SMMT chief executive Paul Everitt believes a decisive election result and no new taxes could help prevent a drastic drop in the UK’s new car sales in 2010.
Everitt told Autocar that a successful football world cup campaign for England this summer could also provide a timely boost to sales once scrappage money has ran out.
This morning, the government confirmed that scrappage would be extended until the end of March and Everitt believes this will help sustain new car sales into the summer.
“We know what’s going to happening with sales in the first five or six months this year as there will be sales and deliveries from scrappage still to make” he told Autocar. “The second half of the year is more difficult to predict as we won’t have scrappage anymore.”

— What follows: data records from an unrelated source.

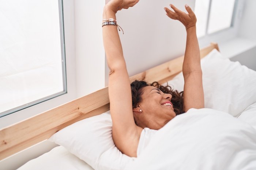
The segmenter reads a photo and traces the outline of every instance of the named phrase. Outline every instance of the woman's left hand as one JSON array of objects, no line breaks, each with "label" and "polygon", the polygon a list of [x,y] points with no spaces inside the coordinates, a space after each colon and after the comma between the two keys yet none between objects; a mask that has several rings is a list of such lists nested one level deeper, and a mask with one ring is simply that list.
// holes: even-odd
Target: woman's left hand
[{"label": "woman's left hand", "polygon": [[173,5],[170,4],[174,12],[172,11],[167,8],[165,8],[164,9],[166,12],[166,15],[172,19],[177,20],[180,21],[186,27],[186,29],[195,26],[196,23],[196,15],[187,5],[185,5],[185,8],[188,14],[176,8]]},{"label": "woman's left hand", "polygon": [[110,8],[115,13],[122,9],[128,9],[133,7],[139,0],[107,0],[106,5]]}]

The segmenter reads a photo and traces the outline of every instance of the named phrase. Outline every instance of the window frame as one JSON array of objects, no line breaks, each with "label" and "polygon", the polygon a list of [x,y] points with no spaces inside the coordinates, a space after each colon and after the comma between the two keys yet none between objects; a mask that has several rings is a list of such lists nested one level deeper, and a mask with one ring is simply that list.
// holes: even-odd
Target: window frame
[{"label": "window frame", "polygon": [[36,105],[46,101],[63,95],[67,92],[67,73],[66,70],[66,57],[65,52],[65,31],[64,30],[64,18],[63,15],[63,0],[58,0],[59,5],[59,14],[60,19],[60,43],[61,55],[61,62],[63,76],[63,91],[53,94],[43,98],[39,99],[27,103],[25,104],[12,108],[3,112],[0,112],[0,119],[5,116],[12,114],[27,108]]},{"label": "window frame", "polygon": [[74,0],[63,0],[67,92],[0,118],[0,129],[23,121],[76,98]]},{"label": "window frame", "polygon": [[[209,9],[212,0],[210,0]],[[230,26],[226,28],[209,34],[207,33],[208,27],[210,10],[208,11],[207,25],[206,29],[206,35],[198,37],[198,39],[200,47],[205,46],[212,42],[219,43],[226,41],[237,36],[239,29],[239,25],[243,10],[244,1],[235,0],[232,18]]]}]

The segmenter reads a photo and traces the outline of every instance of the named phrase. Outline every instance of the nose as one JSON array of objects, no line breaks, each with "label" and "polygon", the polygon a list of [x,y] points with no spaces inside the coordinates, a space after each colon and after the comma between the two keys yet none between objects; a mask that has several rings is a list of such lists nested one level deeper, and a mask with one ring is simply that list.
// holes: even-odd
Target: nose
[{"label": "nose", "polygon": [[165,93],[164,98],[166,99],[169,99],[170,101],[172,99],[172,96],[171,94],[169,93]]}]

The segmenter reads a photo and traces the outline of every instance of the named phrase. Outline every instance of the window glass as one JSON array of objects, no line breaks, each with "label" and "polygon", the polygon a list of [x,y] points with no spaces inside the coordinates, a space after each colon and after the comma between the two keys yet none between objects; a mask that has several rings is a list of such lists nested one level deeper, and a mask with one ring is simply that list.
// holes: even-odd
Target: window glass
[{"label": "window glass", "polygon": [[208,33],[230,27],[235,0],[212,0]]},{"label": "window glass", "polygon": [[0,117],[66,92],[62,2],[1,1]]}]

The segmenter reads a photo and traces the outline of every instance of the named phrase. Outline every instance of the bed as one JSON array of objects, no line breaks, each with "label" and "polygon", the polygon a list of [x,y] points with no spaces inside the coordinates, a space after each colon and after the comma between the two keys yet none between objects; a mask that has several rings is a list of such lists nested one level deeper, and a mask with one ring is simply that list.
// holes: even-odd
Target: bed
[{"label": "bed", "polygon": [[[203,111],[210,113],[214,111],[221,117],[223,116],[223,120],[228,116],[236,118],[232,119],[229,124],[233,124],[234,127],[241,129],[241,134],[231,136],[233,138],[223,135],[222,138],[220,138],[222,140],[217,141],[219,143],[237,141],[240,142],[241,146],[248,148],[239,148],[237,145],[229,145],[230,149],[239,150],[239,153],[242,154],[238,154],[236,157],[230,156],[231,158],[226,161],[229,165],[226,169],[240,169],[241,167],[253,169],[256,167],[256,88],[255,87],[256,72],[241,66],[238,62],[231,62],[222,56],[218,50],[215,43],[211,43],[200,50],[201,58],[204,58],[202,59],[201,64],[205,107],[208,108]],[[131,77],[130,80],[138,79],[149,83],[156,81],[161,84],[167,83],[175,89],[182,91],[184,83],[181,72],[183,58],[184,56],[181,56],[153,68]],[[163,137],[165,128],[162,128],[163,130],[159,130],[159,133],[158,132],[156,136],[157,137],[151,142],[152,143],[149,144],[141,156],[137,158],[131,158],[122,154],[114,144],[109,110],[108,89],[106,87],[1,129],[0,130],[0,159],[49,139],[60,146],[29,161],[19,169],[164,169],[163,166],[165,166],[165,163],[161,163],[160,157],[156,157],[157,151],[154,151],[156,149],[154,146],[155,146],[154,144],[159,142],[159,139]],[[193,111],[193,109],[189,110],[191,112]],[[184,121],[188,124],[193,123],[189,122],[192,120],[191,118],[181,118],[179,120],[175,119],[178,124],[179,121]],[[220,123],[223,123],[214,118],[209,120],[207,118],[203,118],[207,120],[206,122],[216,121],[216,124],[219,123],[220,126]],[[202,129],[199,125],[195,126],[190,127],[198,130]],[[222,129],[218,129],[218,126],[212,128],[216,131],[221,132]],[[231,134],[234,133],[232,130],[234,128],[230,126],[229,131],[226,133]],[[165,129],[168,130],[167,127]],[[184,135],[186,135],[187,131],[184,130]],[[207,135],[207,130],[205,130],[203,132],[206,133],[204,135]],[[244,134],[246,134],[245,136]],[[188,134],[196,135],[196,133]],[[177,140],[180,139],[179,135],[176,135]],[[185,136],[179,137],[184,136]],[[190,139],[192,140],[192,138]],[[225,143],[221,143],[225,145]],[[211,155],[217,155],[221,157],[221,151],[218,152],[209,150],[204,152],[201,151],[202,148],[197,149],[196,153],[189,156],[190,158],[196,159],[195,162],[188,164],[190,166],[189,169],[220,169],[227,167],[225,166],[226,165],[216,165],[217,160],[214,160],[217,159],[216,156],[209,156],[208,159],[205,158],[208,157],[205,156],[205,152]],[[243,151],[245,152],[244,153]],[[150,152],[153,151],[154,154],[150,154]],[[237,155],[233,151],[231,151],[233,152],[233,155]],[[244,156],[245,155],[247,156]],[[226,155],[231,155],[230,152]],[[203,158],[204,161],[202,161]],[[211,161],[209,161],[210,158]],[[177,164],[177,167],[180,169],[188,168],[188,167],[182,166],[184,161],[186,161],[185,159]]]}]

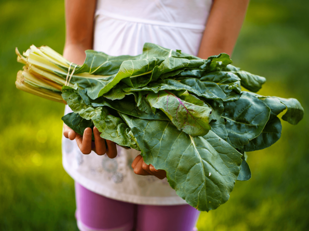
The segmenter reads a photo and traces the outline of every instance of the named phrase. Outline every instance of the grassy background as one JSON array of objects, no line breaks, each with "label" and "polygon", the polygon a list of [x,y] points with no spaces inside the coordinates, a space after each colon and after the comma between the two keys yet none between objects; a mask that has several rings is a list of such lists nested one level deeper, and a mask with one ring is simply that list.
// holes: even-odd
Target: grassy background
[{"label": "grassy background", "polygon": [[[15,47],[62,53],[62,1],[0,1],[0,230],[77,230],[74,182],[61,163],[64,107],[15,88]],[[201,215],[201,231],[309,230],[309,1],[252,0],[232,58],[266,77],[260,92],[299,99],[305,117],[282,121],[280,140],[249,153],[248,181]]]}]

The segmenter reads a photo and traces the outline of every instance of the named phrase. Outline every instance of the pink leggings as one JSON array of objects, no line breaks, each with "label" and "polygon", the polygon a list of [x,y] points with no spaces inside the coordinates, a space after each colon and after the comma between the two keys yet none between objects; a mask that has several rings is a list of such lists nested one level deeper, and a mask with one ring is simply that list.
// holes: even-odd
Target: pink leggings
[{"label": "pink leggings", "polygon": [[107,198],[75,183],[81,231],[194,231],[199,212],[188,205],[147,205]]}]

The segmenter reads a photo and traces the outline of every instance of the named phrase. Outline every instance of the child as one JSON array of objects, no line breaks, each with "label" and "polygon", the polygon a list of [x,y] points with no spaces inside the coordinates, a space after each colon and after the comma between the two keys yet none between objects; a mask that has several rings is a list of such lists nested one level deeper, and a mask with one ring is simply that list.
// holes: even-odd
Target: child
[{"label": "child", "polygon": [[[202,59],[230,55],[248,2],[66,0],[64,56],[82,64],[88,49],[135,55],[146,42]],[[66,106],[65,113],[71,111]],[[105,147],[95,128],[92,142],[91,128],[82,136],[64,126],[63,163],[75,180],[80,230],[197,230],[198,211],[176,194],[164,170],[144,162],[140,152],[108,140]]]}]

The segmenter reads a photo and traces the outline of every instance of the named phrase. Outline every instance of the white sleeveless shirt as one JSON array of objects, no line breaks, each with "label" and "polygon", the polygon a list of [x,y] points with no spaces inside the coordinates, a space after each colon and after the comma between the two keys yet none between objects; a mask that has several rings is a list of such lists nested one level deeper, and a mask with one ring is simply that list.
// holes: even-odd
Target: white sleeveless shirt
[{"label": "white sleeveless shirt", "polygon": [[[145,43],[196,55],[212,0],[98,0],[93,49],[112,55],[136,55]],[[72,111],[67,105],[65,114]],[[63,136],[65,169],[88,189],[115,200],[135,204],[186,204],[166,179],[134,173],[131,167],[140,152],[117,145],[111,159],[92,152],[83,154],[75,140]]]}]

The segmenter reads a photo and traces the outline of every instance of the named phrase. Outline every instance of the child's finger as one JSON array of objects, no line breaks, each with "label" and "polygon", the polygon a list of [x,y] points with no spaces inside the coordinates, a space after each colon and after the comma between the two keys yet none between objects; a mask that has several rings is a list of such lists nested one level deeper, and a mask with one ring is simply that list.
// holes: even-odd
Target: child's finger
[{"label": "child's finger", "polygon": [[95,152],[99,156],[104,155],[106,152],[104,139],[100,136],[101,133],[95,127],[93,128],[93,134],[95,136]]},{"label": "child's finger", "polygon": [[105,140],[107,143],[107,150],[106,154],[110,158],[115,158],[117,156],[117,148],[116,144],[108,140]]},{"label": "child's finger", "polygon": [[141,155],[138,155],[135,157],[135,159],[134,159],[134,160],[133,160],[133,162],[132,162],[132,164],[131,164],[131,167],[132,167],[132,168],[135,168],[135,166],[138,163],[142,158],[142,157]]},{"label": "child's finger", "polygon": [[66,138],[73,140],[76,136],[76,132],[65,124],[63,124],[63,135]]},{"label": "child's finger", "polygon": [[143,158],[141,158],[134,168],[134,173],[141,176],[148,176],[151,175],[143,169],[142,165],[143,162]]},{"label": "child's finger", "polygon": [[84,131],[84,135],[76,135],[75,138],[77,145],[83,154],[89,154],[91,152],[91,134],[92,131],[90,128],[87,128]]}]

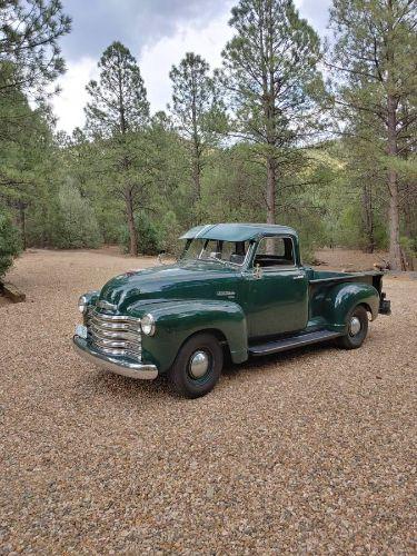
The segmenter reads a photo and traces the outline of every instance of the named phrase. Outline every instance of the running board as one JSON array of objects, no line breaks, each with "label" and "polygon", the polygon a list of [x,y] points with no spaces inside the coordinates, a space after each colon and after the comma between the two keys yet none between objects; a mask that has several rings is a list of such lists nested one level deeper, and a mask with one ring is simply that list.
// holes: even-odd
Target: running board
[{"label": "running board", "polygon": [[341,336],[340,332],[331,330],[316,330],[315,332],[300,334],[289,338],[287,337],[275,341],[268,341],[266,344],[259,344],[257,346],[250,346],[249,354],[252,356],[276,354],[278,351],[285,351],[286,349],[294,349],[300,346],[308,346],[309,344],[317,344],[318,341],[331,340],[334,338],[338,338],[339,336]]}]

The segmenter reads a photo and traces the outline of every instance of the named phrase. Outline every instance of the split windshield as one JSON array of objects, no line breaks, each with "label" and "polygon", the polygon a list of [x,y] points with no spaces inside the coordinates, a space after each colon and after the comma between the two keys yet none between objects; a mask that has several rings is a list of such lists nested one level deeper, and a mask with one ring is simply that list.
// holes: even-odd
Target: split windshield
[{"label": "split windshield", "polygon": [[183,260],[208,260],[241,266],[249,249],[249,241],[224,241],[220,239],[188,239]]}]

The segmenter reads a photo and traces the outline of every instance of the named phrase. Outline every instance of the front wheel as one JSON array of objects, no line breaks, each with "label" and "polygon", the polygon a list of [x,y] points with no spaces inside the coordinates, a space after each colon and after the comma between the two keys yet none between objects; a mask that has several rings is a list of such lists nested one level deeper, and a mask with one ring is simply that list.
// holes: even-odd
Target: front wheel
[{"label": "front wheel", "polygon": [[187,340],[169,369],[173,389],[186,398],[208,394],[218,381],[224,366],[224,354],[211,334],[198,334]]},{"label": "front wheel", "polygon": [[347,335],[338,339],[344,349],[356,349],[364,344],[368,334],[368,312],[363,305],[354,308],[347,318]]}]

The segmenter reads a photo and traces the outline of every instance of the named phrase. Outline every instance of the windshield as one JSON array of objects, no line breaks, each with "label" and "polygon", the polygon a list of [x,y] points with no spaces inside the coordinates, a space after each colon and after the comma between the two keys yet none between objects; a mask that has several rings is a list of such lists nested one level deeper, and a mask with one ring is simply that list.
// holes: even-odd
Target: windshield
[{"label": "windshield", "polygon": [[188,239],[181,259],[214,260],[241,266],[249,249],[249,241],[224,241],[219,239]]}]

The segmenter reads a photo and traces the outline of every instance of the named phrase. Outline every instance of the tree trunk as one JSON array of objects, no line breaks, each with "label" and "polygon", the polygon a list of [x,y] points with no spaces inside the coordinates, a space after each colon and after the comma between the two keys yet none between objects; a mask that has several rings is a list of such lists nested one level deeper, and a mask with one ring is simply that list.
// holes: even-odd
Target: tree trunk
[{"label": "tree trunk", "polygon": [[[396,101],[388,95],[388,156],[393,159],[397,156],[397,118]],[[398,207],[398,182],[397,172],[388,168],[388,192],[389,192],[389,266],[393,270],[404,270],[401,247],[399,245],[399,207]]]},{"label": "tree trunk", "polygon": [[195,153],[193,153],[193,162],[192,162],[192,179],[195,187],[195,196],[196,200],[200,201],[201,199],[201,167],[200,167],[200,157],[198,152],[198,146],[195,145]]},{"label": "tree trunk", "polygon": [[374,252],[375,235],[374,235],[374,210],[373,210],[373,191],[371,186],[364,181],[363,186],[364,201],[364,225],[366,235],[365,252]]},{"label": "tree trunk", "polygon": [[125,190],[125,199],[126,199],[126,215],[128,218],[129,238],[130,238],[129,252],[132,257],[137,257],[137,255],[138,255],[138,232],[137,232],[137,229],[135,226],[133,199],[131,196],[130,187],[127,187]]},{"label": "tree trunk", "polygon": [[267,158],[267,222],[275,224],[275,191],[277,187],[274,157]]},{"label": "tree trunk", "polygon": [[27,241],[26,241],[26,207],[23,203],[20,203],[20,230],[21,230],[21,236],[22,236],[22,248],[23,250],[27,247]]}]

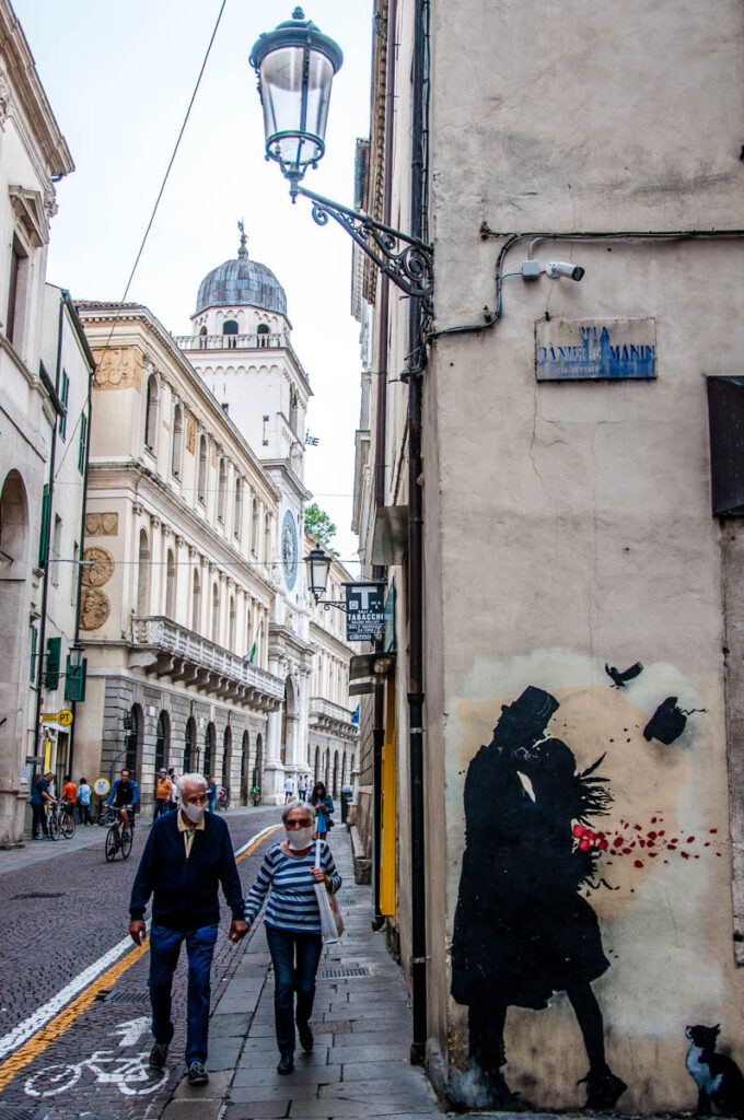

New car sales rose for the seventh consecutive month in January. Scrappage sales accounted for around one in five new cars sold last month. Despite its continued success, Everitt believes its withdrawal is beneficial for the market in the long term.
“The incentive has been useful in difficult times, but we need to make sure the market doesn’t become reliant on it,” he said. “That is not good in the long term.
“We were pushing for a gradual withdrawal of the scheme and this way ensures most of the money gets used. We’ve seen from the figures scrappage sales are slowing anyway and this extension is a much better way of ensuring the market doesn’t suffer.”
Everitt hopes there will be incentives for the fleet, business and commercial sectors in next month’s budget as these sectors have had limited benefit from scrappage.
The SMMT is currently predicting 1.82 million cars will be sold in the UK this year, nine per cent lower than in 2009.
“A strong performance from England at the world cup, a decisive election result and no new taxes will allow us to better our predictions this year,” said Everitt.